北(北海道)と南(沖縄・奄美大島)の民謡がコラボするコンサートを聴いた。いずれにもそれぞれの良さを感じたが、私はやはり道産子である。北海道の民謡が心地良く耳に入ってくるのは逃れられないことだった…。
昨夕(11月1日)夜、北海道文化財団が主催する「民謡和楽器コンサート 北彩南美(ほくさいなんび)」がかでる2・7ホールで行われたのを鑑賞した。
なぜ自分がこのコンサートを聴いてみようと思い立ったのか、どうも判然としないのだが、今考えると数年前(2014年)に奄美大島を旅した際に、郷土料理店で聴いた奄美民謡をもう一度聴いてみたいと思ったからかもしれない。さらには入場料(1,500円)も手ごろだったこともある。
コンサートは次のようなラインナップだった。
◇オープニング 「安里屋ユンタ」 全出演者
◇沖縄民謡 「秘伝仲風」、「三紘よざれ節」、「北谷舞方」 よなは徹(三線、唄)、仲宗根“サンデー”哲(島太鼓)
◇奄美民謡 「朝花節」、「ヨイスラ節」、「まんこい節」、「渡しゃ節」 里朋樹(唄)、里歩寿(三線、唄)
◇北海道民謡 「道南ナット節」、「道南口説節」、「江差追分」 KAZUMI(唄)、佐藤秀悌(尺八)、他に三味線、ソイ掛け
◇和心ブラザーズ「風花」、「じょんから節バトル」、「雷神」
新田昌弘、菅野優斗(津軽三味線) しんた、田村幸崇(和太鼓)
◇エンディング 「ソーラン節」
いずれの演者もその世界では十分な実力者ばかりである。十分に聴きごたえのあるものばかりだった。三地域の民謡はそれぞれ趣が違い、それぞれの地域の風土に育まれる中で誕生してきたことをよく伺わせてくれた。ただ、私には奄美大島で聴いたときにも感じたのだが、地域のことをよく理解せずに聴いてもその良さを十分に感得できないきらいがあったが、今回もすべての唄が初耳のものばかりのこともあり「難しいなぁ…」というのが正直な感想だった。

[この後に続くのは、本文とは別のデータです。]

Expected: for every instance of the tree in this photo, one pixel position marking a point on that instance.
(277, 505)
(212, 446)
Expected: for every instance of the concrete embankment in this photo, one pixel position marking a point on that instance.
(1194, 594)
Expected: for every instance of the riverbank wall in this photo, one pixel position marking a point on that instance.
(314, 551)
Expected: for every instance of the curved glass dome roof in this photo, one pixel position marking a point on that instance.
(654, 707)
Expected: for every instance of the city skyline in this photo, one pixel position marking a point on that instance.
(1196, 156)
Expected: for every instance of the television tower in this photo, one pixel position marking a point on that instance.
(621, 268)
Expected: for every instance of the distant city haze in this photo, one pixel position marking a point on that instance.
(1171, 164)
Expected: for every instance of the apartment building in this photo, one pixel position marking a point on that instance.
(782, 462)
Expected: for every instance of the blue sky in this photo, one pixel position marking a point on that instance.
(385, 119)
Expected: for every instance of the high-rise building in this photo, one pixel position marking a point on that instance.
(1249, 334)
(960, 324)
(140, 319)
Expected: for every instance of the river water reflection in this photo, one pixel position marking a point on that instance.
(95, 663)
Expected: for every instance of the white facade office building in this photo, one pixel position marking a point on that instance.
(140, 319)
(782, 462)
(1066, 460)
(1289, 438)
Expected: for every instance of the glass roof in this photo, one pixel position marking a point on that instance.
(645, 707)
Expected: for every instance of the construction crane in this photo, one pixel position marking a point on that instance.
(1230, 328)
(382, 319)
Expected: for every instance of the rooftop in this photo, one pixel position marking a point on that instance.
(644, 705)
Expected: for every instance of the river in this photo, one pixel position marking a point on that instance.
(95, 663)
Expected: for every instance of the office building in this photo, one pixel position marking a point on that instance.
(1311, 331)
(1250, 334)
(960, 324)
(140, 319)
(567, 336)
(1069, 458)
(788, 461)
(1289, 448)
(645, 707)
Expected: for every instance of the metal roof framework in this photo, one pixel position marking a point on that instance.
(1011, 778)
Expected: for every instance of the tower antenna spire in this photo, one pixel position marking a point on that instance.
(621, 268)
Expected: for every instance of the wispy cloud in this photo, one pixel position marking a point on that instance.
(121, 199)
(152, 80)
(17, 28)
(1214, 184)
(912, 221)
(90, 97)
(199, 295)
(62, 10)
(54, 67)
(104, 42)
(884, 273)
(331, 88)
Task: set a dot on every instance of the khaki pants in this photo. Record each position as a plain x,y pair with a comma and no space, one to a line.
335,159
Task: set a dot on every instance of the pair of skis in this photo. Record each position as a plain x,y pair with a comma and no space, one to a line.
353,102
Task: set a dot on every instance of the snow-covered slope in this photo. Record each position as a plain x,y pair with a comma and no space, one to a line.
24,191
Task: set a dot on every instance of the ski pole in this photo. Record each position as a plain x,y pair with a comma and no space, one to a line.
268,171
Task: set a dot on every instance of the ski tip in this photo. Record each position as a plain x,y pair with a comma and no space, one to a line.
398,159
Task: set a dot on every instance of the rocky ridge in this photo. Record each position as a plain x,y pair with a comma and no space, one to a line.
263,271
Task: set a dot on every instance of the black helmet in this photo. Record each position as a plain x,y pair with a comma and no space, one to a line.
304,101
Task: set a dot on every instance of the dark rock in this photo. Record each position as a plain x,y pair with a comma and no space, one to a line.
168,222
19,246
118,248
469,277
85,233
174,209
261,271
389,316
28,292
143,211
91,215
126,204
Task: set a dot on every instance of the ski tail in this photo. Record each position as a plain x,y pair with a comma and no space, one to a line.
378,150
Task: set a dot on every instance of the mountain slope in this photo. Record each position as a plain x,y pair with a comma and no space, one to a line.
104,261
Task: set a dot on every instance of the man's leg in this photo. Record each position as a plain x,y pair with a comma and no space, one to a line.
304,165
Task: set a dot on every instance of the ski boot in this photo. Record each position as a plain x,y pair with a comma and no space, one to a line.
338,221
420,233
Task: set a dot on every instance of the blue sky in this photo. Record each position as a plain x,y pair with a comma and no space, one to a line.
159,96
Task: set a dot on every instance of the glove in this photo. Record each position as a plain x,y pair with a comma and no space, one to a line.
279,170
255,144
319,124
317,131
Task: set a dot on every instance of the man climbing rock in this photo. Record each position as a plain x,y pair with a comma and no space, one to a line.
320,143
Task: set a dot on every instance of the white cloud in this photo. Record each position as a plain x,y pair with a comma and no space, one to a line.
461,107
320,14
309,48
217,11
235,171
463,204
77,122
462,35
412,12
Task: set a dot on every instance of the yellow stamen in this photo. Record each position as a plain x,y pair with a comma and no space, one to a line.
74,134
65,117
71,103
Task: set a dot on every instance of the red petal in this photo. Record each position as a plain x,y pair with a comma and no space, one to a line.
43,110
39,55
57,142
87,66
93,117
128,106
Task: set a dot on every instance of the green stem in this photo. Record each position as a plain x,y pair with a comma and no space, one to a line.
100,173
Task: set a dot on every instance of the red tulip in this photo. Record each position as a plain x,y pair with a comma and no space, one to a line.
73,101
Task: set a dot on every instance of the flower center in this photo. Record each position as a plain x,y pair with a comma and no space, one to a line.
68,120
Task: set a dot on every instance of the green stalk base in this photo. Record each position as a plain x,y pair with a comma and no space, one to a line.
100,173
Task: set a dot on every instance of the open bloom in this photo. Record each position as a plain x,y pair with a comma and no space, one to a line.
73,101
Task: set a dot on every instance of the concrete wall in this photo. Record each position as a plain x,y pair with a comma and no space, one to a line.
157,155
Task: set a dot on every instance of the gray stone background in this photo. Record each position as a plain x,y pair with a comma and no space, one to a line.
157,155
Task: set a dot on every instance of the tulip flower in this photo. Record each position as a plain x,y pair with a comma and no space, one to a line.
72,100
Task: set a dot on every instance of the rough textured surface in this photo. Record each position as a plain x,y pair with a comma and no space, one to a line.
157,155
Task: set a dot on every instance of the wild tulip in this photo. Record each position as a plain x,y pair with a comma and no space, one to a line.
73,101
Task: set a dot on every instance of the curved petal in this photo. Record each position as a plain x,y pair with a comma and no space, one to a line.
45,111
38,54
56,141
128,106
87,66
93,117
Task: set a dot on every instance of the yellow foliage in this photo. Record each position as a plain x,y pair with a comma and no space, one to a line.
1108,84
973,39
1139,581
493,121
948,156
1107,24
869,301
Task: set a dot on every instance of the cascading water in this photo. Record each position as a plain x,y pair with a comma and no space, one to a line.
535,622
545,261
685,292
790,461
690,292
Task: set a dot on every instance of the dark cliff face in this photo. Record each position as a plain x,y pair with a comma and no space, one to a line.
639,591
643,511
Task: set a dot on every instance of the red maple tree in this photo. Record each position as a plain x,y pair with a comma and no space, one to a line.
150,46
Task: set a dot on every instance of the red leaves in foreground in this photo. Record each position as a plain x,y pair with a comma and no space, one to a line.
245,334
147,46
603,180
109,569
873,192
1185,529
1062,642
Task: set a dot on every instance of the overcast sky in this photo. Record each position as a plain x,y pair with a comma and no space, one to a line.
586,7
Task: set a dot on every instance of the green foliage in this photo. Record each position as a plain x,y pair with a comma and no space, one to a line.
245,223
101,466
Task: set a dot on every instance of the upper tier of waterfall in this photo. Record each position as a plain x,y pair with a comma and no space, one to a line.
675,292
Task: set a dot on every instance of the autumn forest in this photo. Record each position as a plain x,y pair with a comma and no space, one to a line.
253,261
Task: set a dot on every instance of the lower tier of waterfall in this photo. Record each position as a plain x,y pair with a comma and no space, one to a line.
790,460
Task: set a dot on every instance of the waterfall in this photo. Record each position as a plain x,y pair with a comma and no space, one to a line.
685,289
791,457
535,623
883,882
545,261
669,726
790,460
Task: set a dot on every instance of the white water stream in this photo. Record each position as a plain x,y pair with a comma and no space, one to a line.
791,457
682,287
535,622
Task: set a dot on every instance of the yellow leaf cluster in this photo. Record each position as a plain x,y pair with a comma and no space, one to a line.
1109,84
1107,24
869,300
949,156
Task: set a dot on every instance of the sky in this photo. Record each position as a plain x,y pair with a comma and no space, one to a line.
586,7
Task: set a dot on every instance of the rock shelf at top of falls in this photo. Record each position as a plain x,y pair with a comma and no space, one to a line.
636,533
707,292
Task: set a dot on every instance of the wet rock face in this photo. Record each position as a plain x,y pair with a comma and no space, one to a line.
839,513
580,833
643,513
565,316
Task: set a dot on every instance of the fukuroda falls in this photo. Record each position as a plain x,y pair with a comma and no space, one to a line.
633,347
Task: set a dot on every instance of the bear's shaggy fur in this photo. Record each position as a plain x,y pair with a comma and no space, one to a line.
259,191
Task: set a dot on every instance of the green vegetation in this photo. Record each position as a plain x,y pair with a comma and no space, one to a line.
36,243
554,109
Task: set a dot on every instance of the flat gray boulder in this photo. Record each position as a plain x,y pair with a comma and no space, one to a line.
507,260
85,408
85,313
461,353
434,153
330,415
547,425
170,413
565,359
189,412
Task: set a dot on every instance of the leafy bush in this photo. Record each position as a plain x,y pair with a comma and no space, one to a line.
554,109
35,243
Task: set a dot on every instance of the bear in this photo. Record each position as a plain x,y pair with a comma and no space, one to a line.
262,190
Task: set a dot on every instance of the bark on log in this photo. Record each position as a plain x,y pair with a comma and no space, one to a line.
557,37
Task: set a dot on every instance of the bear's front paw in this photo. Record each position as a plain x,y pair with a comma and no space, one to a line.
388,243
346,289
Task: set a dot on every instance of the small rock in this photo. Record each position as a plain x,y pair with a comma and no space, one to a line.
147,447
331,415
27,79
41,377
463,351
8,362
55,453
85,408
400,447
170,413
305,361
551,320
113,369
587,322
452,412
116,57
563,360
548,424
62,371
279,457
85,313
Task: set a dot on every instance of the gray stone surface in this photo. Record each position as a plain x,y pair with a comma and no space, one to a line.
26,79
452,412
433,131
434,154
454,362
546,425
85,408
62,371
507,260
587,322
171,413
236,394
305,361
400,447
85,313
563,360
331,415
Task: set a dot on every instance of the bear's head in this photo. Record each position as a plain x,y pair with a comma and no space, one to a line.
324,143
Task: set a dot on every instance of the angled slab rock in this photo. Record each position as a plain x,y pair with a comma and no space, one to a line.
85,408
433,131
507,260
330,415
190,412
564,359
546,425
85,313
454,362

対して、北海道民謡には初耳の曲もあったが、私にはどこかで耳にしたことがあるという郷愁のようなものを感じることができた。改めて民謡とは、その地域で育ち、幼少のころから耳に親しんだ曲にこそ郷愁のようなものが感じられるのでは、と思ったのだが…。
和心ブラザーズのステージは、古来の楽器である津軽三味線、和太鼓を使いながらも、現代の人たちの感性に訴えるような音楽づくりを志向しているグループと映った。津軽三味線、和太鼓、ともに圧倒的な音量で聴く者に迫ってくる音である。和心ブラザーズのステージは「これでもか、これでもか」と聴く者たちに迫ってくるような圧倒的な迫力が会場を支配しているようだった。
北(北海道)の四季が織りなす鮮やかな色彩、南(沖縄、奄美大島)の自然の美しさがステージで混然一体となって満員の聴衆を満足させてくれた「北彩南美」だった。